Combating malaria through artificial intelligence and machine learning

Posted on August 11, 2021

With the rapid emergence of resistance towards current antimalarial drugs, the progress made in eliminating malaria has come under threat. This highlights the need for new antimalarial drugs with novel modes of action. However, the process of antimalarial drug discovery is time consuming and resource intensive and relies on resolving complex biological problems associated with drug and drug target identification.

Machine learning (ML) has fast become an important tool to aid and enhance drug discovery, due to the ability of these computational approaches to rapidly and accurately identify trends within large and inherently complex datasets. ML has already played a major role in cancer drug discovery, by aiding in decision making to reduce failure rates in drug discovery. Two recent papers from postgraduate students in the Malaria Parasite Molecular Laboratory (M2PL) in the Department of Biochemistry, Genetics and Microbiology under SARChI Chair Prof L Birkholtz, has made major breakthroughs in the use of ML in antimalarial drug discovery. The M2PL forms part of the Parasite Control Cluster of the University of Pretoria Institute for Sustainable Malaria Control (UP ISMC).

Diagram depicting Machine Learning to aid and enhance drug discovery.

 

PhD student, Rudi van Wyk, published a novel web-based tool that used ML to better understand the parasite’s biology and its’ gene regulatory mechanisms, in the hopes of identifying promising drug targets (van Wyk et al., Malaria Journal, (2021) 20:317).

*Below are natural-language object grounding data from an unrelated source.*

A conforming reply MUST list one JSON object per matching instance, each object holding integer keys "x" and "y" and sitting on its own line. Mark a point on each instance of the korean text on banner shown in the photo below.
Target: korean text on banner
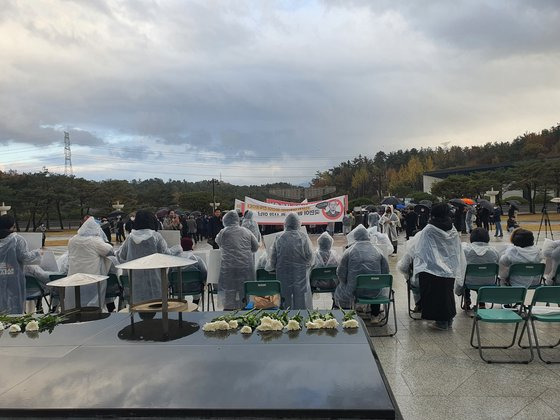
{"x": 315, "y": 213}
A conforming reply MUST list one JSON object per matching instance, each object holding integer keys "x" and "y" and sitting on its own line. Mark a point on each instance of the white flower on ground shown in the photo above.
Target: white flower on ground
{"x": 246, "y": 329}
{"x": 293, "y": 325}
{"x": 330, "y": 323}
{"x": 310, "y": 325}
{"x": 351, "y": 323}
{"x": 269, "y": 324}
{"x": 32, "y": 326}
{"x": 14, "y": 329}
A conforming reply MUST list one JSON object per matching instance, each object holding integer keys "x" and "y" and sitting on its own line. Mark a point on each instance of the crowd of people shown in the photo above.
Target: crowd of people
{"x": 434, "y": 260}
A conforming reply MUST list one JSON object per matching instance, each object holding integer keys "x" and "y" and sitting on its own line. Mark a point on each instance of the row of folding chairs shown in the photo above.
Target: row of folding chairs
{"x": 475, "y": 272}
{"x": 519, "y": 314}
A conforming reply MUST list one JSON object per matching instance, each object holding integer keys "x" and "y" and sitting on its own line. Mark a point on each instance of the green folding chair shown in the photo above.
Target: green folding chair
{"x": 501, "y": 295}
{"x": 262, "y": 274}
{"x": 543, "y": 294}
{"x": 262, "y": 288}
{"x": 35, "y": 292}
{"x": 114, "y": 290}
{"x": 474, "y": 275}
{"x": 530, "y": 271}
{"x": 323, "y": 280}
{"x": 193, "y": 284}
{"x": 367, "y": 283}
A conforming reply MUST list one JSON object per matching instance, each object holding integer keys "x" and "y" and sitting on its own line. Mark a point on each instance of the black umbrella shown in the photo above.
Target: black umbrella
{"x": 457, "y": 202}
{"x": 426, "y": 203}
{"x": 485, "y": 204}
{"x": 419, "y": 208}
{"x": 392, "y": 201}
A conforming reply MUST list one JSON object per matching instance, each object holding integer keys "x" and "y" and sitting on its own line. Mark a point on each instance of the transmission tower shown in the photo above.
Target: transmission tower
{"x": 67, "y": 155}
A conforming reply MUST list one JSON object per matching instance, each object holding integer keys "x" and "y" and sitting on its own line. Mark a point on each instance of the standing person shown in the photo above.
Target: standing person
{"x": 347, "y": 222}
{"x": 13, "y": 255}
{"x": 291, "y": 257}
{"x": 214, "y": 227}
{"x": 87, "y": 254}
{"x": 106, "y": 228}
{"x": 238, "y": 245}
{"x": 411, "y": 222}
{"x": 469, "y": 218}
{"x": 249, "y": 223}
{"x": 360, "y": 258}
{"x": 389, "y": 222}
{"x": 498, "y": 221}
{"x": 144, "y": 240}
{"x": 438, "y": 262}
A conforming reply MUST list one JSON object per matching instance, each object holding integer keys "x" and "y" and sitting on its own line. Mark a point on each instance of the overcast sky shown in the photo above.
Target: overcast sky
{"x": 265, "y": 91}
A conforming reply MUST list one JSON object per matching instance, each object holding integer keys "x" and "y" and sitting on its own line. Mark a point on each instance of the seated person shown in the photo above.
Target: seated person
{"x": 325, "y": 256}
{"x": 551, "y": 252}
{"x": 523, "y": 251}
{"x": 200, "y": 265}
{"x": 477, "y": 252}
{"x": 360, "y": 258}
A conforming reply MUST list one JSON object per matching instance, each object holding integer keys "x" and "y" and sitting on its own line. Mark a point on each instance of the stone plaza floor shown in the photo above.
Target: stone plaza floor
{"x": 438, "y": 375}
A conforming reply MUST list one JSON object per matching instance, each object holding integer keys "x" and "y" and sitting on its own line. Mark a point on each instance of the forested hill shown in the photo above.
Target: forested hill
{"x": 400, "y": 172}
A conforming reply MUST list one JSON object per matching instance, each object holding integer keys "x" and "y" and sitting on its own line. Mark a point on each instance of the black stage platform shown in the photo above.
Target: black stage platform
{"x": 102, "y": 368}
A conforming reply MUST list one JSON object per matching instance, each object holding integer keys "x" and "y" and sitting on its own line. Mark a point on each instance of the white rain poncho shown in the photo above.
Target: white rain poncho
{"x": 249, "y": 223}
{"x": 141, "y": 243}
{"x": 361, "y": 258}
{"x": 13, "y": 255}
{"x": 551, "y": 253}
{"x": 238, "y": 245}
{"x": 87, "y": 253}
{"x": 373, "y": 220}
{"x": 435, "y": 251}
{"x": 518, "y": 255}
{"x": 291, "y": 257}
{"x": 325, "y": 256}
{"x": 390, "y": 221}
{"x": 477, "y": 253}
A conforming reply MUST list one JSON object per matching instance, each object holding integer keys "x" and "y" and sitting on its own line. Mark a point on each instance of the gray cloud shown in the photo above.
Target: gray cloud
{"x": 233, "y": 82}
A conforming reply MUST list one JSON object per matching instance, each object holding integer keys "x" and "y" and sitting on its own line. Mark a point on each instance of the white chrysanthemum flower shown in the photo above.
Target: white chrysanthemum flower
{"x": 351, "y": 323}
{"x": 32, "y": 326}
{"x": 246, "y": 329}
{"x": 222, "y": 325}
{"x": 293, "y": 325}
{"x": 330, "y": 323}
{"x": 14, "y": 328}
{"x": 310, "y": 325}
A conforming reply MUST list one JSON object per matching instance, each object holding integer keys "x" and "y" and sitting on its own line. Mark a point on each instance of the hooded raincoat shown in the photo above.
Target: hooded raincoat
{"x": 477, "y": 253}
{"x": 238, "y": 245}
{"x": 362, "y": 257}
{"x": 325, "y": 256}
{"x": 249, "y": 223}
{"x": 517, "y": 255}
{"x": 291, "y": 257}
{"x": 13, "y": 255}
{"x": 141, "y": 243}
{"x": 87, "y": 253}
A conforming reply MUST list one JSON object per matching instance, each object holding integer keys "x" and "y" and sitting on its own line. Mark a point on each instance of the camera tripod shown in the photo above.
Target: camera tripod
{"x": 547, "y": 227}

Following a series of publications focused on resolving gene regulation and subsequent drivers of the parasite development, Rudi constructed a tool to spur research into gene regulation even further titled: “MALBoost: a web-based application for gene regulatory network analysis in Plasmodium falciparum”. The parasite’s complexity is perhaps best described by its great many “unknowns”, with multiple different development stages spanning across two host species, with the many unknown elements driving differentiation and proliferation remaining a mystery. Deconvoluting these mysteries to gain an understanding of the parasite biology and ultimately greater insights into the effect of antimalarials at a molecular level (mode of action), requires an equally complex tool. MALBoost therefore perfectly merged ML power to resolve biological complexity and promises to be a very useful tool to the malaria community in search of novel drug targets. 

PhD student, Ashleigh van Heerden, used a different approach and published the discovery of biomarkers and chemo-transcriptomic fingerprints to indicate the mode of action of antimalarial drug candidates. Her paper: “Machine learning uses chemo-transcriptomic profiles to stratify antimalarial compounds with similar mode of action” was published in a special issue of Frontiers in Cellular and Infection Microbiology (van Heerden et al., Front. Cell. Infect. Microbiol. 11:688256). The power of ML was used in this study to interrogate patterns in drug-induced expression profiles of the parasite. Ashleigh was able to generate robust ML models that could stratify compounds based on gene expression profiles, for a minimum set of informative biomarkers, a novel approach in antimalarial drug characterisation. The applications of these findings are vast and will allow the rapid characterisation of the mode of action of antimalarial drug candidates, and as such, advance the initial stages of a drug discovery programme.

The expertise that is being built within malaria research and using cutting-edge developments like ML indeed strengthens our position as leading innovations and efforts in the fight against the disease in South Africa.